Tener que volver a casa de tus padres es una mierda. Tener que volver a casa de tus padres con una mano delante y otra detrás ya son dos mierdas. Tener que volver a casa de tus padres con una mano delante y otra detrás y que tus padres estén igual ya son tres mierdas. Tener que volver a casa de tus padres con una mano delante y otra detrás, que tus padres estén igual y que, para colmo, se acaben de divorciar, dividiendo a la familia hasta el punto de casi tener que cortar al perro por la mitad y que toda esa tensión de mierda haya desquiciado a todo el mundo hasta el extremo de que el más cuerdo merezca estar colgado del pino más alto y sujeto sólo por los meñiques… eso fue lo que a mí me pasó.

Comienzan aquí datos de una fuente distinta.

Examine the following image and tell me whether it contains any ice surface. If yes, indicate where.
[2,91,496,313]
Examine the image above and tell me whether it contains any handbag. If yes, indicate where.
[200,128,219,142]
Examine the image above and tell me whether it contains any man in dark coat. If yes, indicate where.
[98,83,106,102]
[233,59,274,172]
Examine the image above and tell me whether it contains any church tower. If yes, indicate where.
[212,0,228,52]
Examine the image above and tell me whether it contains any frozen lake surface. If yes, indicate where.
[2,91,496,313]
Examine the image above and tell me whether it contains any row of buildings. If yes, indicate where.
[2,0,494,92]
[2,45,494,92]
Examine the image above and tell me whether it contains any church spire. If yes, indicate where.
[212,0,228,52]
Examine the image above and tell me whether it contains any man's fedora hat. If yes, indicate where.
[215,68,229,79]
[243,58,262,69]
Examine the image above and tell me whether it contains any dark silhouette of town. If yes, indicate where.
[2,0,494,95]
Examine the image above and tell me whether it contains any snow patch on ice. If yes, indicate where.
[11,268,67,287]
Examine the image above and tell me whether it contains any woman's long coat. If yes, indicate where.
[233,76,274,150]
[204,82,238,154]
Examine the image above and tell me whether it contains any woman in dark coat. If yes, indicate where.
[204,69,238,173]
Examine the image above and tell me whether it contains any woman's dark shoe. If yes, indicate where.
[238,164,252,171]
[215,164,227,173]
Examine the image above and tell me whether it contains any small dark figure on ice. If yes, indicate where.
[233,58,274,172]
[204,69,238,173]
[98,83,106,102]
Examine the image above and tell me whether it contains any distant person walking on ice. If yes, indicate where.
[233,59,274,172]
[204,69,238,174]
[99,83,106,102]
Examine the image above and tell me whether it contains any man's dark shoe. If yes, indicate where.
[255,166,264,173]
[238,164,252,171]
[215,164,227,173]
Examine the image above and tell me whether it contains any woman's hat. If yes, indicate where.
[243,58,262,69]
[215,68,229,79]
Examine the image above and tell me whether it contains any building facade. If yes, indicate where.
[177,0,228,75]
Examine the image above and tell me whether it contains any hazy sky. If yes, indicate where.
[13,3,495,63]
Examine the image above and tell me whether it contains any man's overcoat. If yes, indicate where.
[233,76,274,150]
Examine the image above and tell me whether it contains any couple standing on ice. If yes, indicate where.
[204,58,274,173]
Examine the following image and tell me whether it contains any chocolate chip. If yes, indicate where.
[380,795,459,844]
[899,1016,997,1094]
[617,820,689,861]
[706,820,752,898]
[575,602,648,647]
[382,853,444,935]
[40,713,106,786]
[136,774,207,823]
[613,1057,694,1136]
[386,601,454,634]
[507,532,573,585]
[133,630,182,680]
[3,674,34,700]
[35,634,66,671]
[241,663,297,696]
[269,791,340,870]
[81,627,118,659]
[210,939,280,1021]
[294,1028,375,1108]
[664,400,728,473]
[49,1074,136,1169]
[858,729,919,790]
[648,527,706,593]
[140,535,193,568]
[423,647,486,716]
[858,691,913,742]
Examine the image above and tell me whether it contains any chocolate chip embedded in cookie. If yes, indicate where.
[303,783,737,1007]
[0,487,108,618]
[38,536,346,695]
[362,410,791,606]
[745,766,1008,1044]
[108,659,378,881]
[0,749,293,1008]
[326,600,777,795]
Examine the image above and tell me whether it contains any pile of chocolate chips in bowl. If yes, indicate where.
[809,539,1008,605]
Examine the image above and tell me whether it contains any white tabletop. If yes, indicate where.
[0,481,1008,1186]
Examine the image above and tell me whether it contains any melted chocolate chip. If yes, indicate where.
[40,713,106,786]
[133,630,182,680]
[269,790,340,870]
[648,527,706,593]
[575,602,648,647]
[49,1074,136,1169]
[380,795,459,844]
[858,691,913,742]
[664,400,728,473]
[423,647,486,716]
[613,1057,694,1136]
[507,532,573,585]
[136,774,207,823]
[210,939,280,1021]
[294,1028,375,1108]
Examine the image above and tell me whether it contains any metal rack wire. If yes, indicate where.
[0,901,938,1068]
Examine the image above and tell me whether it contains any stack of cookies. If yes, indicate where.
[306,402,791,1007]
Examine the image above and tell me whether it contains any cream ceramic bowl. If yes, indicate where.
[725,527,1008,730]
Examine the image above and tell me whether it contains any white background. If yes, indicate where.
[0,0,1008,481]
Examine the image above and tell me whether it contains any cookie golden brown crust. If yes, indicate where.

Aquí había que agregar un pequeño punto que, mirándolo bien, era hasta gracioso. Yo no volví sólo a casa de mis padres -o mejor dicho, a casa de mi madre, pues mi padre ya se había ido a otro lugar con su pareja actual, ya que la vida con mi madre era insoportable hasta para las moscas-. El camino de vuelta lo hice acompañado por un reciente compañero de piso que tuve las últimas semanas después de haber roto la pareja. Un chico extranjero, heterosexual, que me endosaron los compañeros de la oficina donde trabajaba con la excusa de compartir gastos. Me voy a mantener en mi tesitura de no dar nombres ni procedencias para evitar comentarios desagradables por parte de nadie.
Una vez de vuelta en «el hogar familiar», ahora convertido en un páramo desértico, tocaba aguantar todo el peso de buscar de nuevo un trabajo, ayudar a este chico a que hiciera lo mismo y soportar a una madre cuyo único interés era la destrucción de toda persona que tuviese a su lado, incluyéndose en el paquete a ella misma.